右側第一個圖中，是許多直線的取平均值獲得的，這種狀態存在於數據樣本較少時，可以獲取一種與SVM類似的效果，雖然這麼多直線對於訓練樣本（採樣數據）的分類效果一樣，但是對於測試樣本（全局數據）可能有更好的分類效果。

所以說真正的 aggregation 並不只是單純的取平均而已，其可能是爲了彌補當前分類器的不足（分類器分類性能較弱，分類器的泛化能力較弱）。即合理的聚合（aggregation）代表了更好的性能（performance）。

Blending

均值融合（uniform blending）

用於分類：

數學表達如下：

$G(\mathbf{x})=\operatorname{sign} \left( \sum_{t=1}^{T} g_{t}(\mathbf{x}) \right)$

有 $T$ 個人，每人一票。當 $g_{t}$ 預測值相近，那麼性能不變。當 $g_{t}$ 多樣民主時，少數服從多數（majority can correct minority）

在多分類中的數學表達爲：

$G(\mathbf{x})=\underset{1 \leq k \leq K}{\operatorname{argmax}} \sum_{t=1}^{T}\left[\kern-0.15em\left[g_{t}(\mathbf{x})=k\right]\kern-0.15em\right]$

用於迴歸：

$G(\mathbf{x})=\frac{1}{T} \sum_{t=1}^{T} g_{t}(\mathbf{x})$

當 $g_{t}$ 預測值相近，那麼性能不變。
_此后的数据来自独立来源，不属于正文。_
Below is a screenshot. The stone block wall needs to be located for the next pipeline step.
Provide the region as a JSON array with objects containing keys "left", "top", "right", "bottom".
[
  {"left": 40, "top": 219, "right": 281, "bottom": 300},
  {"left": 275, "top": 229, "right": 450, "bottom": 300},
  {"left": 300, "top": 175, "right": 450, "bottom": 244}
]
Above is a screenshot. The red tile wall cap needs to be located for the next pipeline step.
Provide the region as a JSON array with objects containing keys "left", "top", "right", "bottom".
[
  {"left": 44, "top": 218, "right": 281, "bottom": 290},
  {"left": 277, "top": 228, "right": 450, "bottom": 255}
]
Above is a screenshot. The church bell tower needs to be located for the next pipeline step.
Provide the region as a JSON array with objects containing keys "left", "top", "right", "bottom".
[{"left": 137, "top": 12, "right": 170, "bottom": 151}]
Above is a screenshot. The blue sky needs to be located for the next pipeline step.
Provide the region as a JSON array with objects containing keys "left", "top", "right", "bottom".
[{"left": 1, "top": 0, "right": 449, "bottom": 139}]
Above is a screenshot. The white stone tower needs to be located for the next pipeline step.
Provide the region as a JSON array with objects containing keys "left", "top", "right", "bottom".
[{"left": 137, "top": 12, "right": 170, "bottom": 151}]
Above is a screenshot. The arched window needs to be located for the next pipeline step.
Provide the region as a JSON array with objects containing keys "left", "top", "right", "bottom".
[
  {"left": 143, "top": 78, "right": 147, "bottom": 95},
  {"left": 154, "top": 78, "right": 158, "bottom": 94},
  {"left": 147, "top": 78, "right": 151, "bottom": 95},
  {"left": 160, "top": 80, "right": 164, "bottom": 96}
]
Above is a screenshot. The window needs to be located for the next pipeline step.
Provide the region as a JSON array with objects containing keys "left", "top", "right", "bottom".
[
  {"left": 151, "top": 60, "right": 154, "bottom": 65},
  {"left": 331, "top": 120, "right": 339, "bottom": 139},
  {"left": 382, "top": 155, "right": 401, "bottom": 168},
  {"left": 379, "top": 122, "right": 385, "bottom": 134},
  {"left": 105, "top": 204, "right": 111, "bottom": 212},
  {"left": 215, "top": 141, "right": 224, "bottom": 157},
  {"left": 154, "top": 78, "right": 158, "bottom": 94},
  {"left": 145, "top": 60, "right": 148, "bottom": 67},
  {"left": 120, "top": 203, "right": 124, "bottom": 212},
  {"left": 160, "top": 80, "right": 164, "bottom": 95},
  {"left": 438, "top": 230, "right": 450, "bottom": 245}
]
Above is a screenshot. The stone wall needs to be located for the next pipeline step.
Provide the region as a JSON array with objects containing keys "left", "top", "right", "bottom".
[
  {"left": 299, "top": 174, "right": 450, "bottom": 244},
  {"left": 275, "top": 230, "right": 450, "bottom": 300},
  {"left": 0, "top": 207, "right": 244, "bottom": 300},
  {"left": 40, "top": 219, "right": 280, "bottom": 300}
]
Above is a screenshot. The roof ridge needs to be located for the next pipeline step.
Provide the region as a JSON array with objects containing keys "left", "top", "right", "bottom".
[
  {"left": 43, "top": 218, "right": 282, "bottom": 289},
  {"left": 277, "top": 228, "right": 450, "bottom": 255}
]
當 $g_{t}$ 多樣民主時，一些分類結果 $g_{t}(\mathbf{x})>f(\mathbf{x})$ ，另一些分類結果 $g_{t}(\mathbf{x})<f(\mathbf{x})$ ，那麼理想狀態取平均可以獲得最佳解。

綜合上述兩種需求，多樣性的 hypotheses 更容易使得融合模型性能更佳。

現在進行理論分析，其性能是否改善，這裏以迴歸模型爲例：
這裏的取平均是針對全部的 hypothesis 或者說 $T$ 個 $g_t$ 進行的，並針對的是隨機的單個樣本。
$\begin{aligned} \operatorname{avg}\left(\left(g_{t}(\mathrm{x})-f(\mathrm{x})\right)^{2}\right) &=\operatorname{avg}\left(g_{t}^{2}-2 g_{t} f+f^{2}\right) \\ &=\operatorname{avg}\left(g_{t}^{2}\right)-2 G f+f^{2} \\ &=\operatorname{avg}\left(g_{t}^{2}\right)-G^{2}+(G-f)^{2} \\ &=\operatorname{avg}\left(g_{t}^{2}\right)-2 G^{2}+G^{2}+(G-f)^{2} \\ &=\operatorname{avg}\left(g_{t}^{2}\right)-2\operatorname{avg}\left(g_{t}\right)G+G^{2}+(G-f)^{2} \\ &=\operatorname{avg}\left(g_{t}^{2}-2 g_{t} G+G^{2}\right)+(G-f)^{2} \\ &=\operatorname{avg}\left(\left(g_{t}-G\right)^{2}\right)+(G-f)^{2} \end{aligned}$

也就是說，在對全部訓練樣本 $\mathbf{x}_n$ 進行分析取全部誤差的平均值。這裏用 $\mathcal{E}$ 表示平均值。舉個例子： $\frac{1}{N}\sum_{n = 1}^{N}\left(g_{t}(\mathrm{x}_n)-f(\mathrm{x}_n)\right)^{2} = \mathcal{E}\left(g_{t}-f\right)^{2}$ 。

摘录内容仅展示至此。